Teatro. El ciclo “El Eco del Gritá”, que reúne producciones de la Compañía Teatral El Histrión y el Colectivo Las Cuencas, tendrá continuidad este domingo 10 de mayo con una programación que combina propuestas infantiles y para público adulto.
La actividad se llevará a cabo con dos funciones en distintos horarios, ofreciendo una experiencia teatral pensada para diferentes públicos, en el marco de las obras que dieron origen al reciente Encuentro Gritá Teatro.
La jornada comenzará a las 16 horas con la presentación de “Los libros de Karafufú”, una propuesta del Colectivo Las Cuencas dirigida especialmente a las infancias.
Propuesta infantil interactiva
Según se detalla en la sinopsis, “Los libros de Karafufú expone un collage de cuentos, canciones y juegos físicos y sonoros, que nos trasladan a una infancia luminosa”.

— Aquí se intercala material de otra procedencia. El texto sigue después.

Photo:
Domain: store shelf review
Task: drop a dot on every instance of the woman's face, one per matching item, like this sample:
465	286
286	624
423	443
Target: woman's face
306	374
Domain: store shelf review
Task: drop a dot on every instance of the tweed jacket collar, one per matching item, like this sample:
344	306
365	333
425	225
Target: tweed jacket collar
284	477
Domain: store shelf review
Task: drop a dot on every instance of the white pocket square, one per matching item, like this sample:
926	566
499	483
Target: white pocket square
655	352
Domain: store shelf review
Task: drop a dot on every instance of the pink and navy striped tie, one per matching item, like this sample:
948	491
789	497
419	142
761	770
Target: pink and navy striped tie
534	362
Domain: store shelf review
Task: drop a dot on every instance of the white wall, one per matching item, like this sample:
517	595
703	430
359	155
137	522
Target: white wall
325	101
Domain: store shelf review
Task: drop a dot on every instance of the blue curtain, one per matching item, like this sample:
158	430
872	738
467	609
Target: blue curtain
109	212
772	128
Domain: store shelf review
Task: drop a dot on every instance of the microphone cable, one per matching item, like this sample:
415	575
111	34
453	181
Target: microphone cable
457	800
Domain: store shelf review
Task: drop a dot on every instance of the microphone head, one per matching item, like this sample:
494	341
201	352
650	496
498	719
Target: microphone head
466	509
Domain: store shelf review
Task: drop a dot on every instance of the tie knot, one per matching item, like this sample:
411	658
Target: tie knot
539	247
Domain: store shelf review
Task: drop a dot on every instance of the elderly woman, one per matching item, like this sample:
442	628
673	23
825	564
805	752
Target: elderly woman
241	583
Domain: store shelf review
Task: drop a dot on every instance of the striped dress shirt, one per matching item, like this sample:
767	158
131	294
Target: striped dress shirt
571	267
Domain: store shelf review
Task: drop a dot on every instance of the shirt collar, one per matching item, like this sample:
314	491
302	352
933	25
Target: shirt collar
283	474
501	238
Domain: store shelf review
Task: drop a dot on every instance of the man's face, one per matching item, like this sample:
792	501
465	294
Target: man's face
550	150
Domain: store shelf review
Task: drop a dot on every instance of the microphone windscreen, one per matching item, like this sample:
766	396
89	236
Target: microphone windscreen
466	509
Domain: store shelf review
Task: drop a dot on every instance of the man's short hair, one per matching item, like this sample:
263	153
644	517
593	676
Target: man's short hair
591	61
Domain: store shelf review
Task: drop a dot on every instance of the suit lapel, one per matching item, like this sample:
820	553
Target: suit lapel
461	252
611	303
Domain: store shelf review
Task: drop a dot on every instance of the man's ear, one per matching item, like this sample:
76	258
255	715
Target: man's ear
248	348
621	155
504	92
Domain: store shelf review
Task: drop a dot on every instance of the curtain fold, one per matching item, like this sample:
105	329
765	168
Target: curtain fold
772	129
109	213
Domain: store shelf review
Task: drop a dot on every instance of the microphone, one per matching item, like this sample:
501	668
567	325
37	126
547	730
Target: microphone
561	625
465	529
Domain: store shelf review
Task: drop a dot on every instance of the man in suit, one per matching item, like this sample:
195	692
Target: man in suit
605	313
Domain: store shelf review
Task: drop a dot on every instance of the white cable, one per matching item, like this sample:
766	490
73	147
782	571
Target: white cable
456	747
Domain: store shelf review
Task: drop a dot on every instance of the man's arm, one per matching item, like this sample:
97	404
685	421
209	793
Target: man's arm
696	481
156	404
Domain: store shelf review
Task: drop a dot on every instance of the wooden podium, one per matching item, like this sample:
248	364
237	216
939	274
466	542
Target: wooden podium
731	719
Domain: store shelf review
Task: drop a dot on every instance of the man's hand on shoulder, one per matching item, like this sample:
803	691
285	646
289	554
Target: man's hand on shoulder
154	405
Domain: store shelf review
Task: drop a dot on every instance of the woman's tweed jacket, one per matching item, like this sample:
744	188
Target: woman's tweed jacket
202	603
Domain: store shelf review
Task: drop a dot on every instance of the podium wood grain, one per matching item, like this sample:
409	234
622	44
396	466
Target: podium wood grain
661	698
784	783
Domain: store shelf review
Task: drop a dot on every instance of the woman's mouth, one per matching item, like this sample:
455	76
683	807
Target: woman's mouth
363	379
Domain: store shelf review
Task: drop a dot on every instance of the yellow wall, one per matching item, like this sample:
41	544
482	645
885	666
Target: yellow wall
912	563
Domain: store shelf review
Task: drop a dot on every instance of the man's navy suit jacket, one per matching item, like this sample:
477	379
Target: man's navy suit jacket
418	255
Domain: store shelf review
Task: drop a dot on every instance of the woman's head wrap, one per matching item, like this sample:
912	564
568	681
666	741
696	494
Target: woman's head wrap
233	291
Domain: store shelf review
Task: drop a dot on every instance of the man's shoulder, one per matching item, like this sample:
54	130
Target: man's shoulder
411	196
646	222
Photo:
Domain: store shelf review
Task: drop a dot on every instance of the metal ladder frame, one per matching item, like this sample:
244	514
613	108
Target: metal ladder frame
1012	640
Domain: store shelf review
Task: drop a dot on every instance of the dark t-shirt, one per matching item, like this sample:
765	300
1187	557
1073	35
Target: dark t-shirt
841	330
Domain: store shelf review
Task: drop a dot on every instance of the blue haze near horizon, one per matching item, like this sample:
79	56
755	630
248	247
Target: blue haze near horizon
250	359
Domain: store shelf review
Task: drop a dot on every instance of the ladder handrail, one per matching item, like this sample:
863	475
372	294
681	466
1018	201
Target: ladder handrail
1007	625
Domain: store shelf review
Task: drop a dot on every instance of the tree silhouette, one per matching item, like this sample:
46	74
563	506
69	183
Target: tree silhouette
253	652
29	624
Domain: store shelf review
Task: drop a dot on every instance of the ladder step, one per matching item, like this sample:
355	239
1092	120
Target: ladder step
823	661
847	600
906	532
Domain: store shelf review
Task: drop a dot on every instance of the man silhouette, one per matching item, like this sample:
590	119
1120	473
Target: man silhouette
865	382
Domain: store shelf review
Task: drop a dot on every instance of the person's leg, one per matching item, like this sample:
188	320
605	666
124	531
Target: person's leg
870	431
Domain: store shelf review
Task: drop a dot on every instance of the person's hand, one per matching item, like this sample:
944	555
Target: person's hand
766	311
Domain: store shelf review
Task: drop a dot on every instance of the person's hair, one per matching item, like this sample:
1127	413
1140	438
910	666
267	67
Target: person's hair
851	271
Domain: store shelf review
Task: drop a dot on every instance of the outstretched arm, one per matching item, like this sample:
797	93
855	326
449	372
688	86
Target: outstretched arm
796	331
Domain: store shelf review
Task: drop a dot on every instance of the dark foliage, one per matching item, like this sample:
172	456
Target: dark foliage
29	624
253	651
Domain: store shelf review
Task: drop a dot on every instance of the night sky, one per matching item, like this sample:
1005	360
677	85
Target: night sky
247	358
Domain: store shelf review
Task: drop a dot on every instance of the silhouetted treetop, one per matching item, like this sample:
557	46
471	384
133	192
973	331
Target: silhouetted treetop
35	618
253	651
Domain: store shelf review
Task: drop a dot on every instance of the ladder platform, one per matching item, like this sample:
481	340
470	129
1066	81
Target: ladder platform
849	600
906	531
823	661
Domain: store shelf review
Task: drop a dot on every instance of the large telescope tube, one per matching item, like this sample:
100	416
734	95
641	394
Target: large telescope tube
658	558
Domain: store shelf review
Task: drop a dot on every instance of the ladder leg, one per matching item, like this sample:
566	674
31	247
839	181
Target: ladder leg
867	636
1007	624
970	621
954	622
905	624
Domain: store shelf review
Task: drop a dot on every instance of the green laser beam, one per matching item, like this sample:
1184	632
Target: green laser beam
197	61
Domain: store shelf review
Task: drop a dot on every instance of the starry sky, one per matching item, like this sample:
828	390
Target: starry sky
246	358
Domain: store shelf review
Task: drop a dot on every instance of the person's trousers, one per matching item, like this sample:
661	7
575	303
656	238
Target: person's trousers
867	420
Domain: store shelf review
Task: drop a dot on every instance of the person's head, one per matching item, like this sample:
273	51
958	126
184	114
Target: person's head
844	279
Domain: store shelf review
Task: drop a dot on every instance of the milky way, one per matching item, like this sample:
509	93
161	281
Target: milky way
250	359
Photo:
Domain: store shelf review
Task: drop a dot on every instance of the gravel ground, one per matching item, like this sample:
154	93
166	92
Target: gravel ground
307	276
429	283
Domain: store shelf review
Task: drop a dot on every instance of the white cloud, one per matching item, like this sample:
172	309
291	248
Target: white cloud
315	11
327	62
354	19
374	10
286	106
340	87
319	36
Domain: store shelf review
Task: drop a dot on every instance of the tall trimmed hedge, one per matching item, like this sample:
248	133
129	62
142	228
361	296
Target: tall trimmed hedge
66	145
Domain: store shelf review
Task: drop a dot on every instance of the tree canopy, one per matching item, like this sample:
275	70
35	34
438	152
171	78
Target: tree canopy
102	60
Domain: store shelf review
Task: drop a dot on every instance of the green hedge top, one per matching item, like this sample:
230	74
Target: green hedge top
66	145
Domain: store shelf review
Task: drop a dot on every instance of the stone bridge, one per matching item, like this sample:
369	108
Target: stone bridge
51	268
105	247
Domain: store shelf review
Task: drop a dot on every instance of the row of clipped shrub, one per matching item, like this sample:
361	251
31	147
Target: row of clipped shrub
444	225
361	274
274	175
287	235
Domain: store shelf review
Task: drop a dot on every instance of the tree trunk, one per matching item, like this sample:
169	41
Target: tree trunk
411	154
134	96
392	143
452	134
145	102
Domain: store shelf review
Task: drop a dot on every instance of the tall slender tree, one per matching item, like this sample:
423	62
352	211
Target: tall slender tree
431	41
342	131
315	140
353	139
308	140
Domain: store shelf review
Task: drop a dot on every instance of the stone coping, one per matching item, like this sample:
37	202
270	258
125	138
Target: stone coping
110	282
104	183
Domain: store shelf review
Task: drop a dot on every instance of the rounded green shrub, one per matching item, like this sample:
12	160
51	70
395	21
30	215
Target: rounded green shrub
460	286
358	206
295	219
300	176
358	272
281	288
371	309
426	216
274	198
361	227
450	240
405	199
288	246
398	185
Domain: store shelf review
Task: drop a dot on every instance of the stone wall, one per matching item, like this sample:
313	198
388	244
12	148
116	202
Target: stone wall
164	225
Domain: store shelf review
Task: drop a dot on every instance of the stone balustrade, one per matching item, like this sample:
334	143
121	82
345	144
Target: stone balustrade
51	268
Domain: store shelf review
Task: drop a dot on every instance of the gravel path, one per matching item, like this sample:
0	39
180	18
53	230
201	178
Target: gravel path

La obra propone la aparición de distintos personajes y situaciones: “así, van apareciendo una oruga glotona, un lobo que vamos armando con nuestras manos, un mosquito molesto y rimado, y una narradora que a veces tiene mucho sueño para seguir contando”.
Además, se destaca que “la propuesta invita a mirar, escuchar, y también a sumarse a los juegos interactivos desplegados por la intérprete”, estando “dirigido especialmente a infancias entre 3 y 6 años, pudiendo ser disfrutado por público de todas las edades”.
Una obra reconocida a nivel provincial
Por la noche, a las 20 horas, será el turno de “¡Roja, una breve mascarada!”, de la Compañía Teatral El Histrión, en el género de comedia dramática.
La obra fue distinguida con el “2do lugar en orden de mérito en la Fiesta Provincial de Teatro Paraná 2024” y recibió menciones especiales en rubros como “Diseño Sonoro: Eduardo Fernández, Actuación: Hernán Reyero y Dirección: Guillermina Fernández”.
En su propuesta escénica, “la obra propone una experiencia sensitiva; lo visual y sonoro se conjugan creando una atmósfera donde se respira la esencia del clown”.
Una experiencia centrada en la emoción
En cuanto a su contenido, la obra plantea que “esta obra muestra abiertamente mi fracaso. Muestra mi humanidad, mi vulnerabilidad, mi condición de perdedor”.
Asimismo, se expresa que “yo necesito del fracaso porque es ahí donde encuentro mis debilidades esenciales, las reconozco, las experimento, te las muestro, me burlo abiertamente de ellas y te hago reír”.
Finalmente, se reflexiona que “para mí, la vergüenza y el ridículo, son sensaciones que me ayudan a construir algo grande y maravilloso. Yo y el fracaso somos grandes amigos”.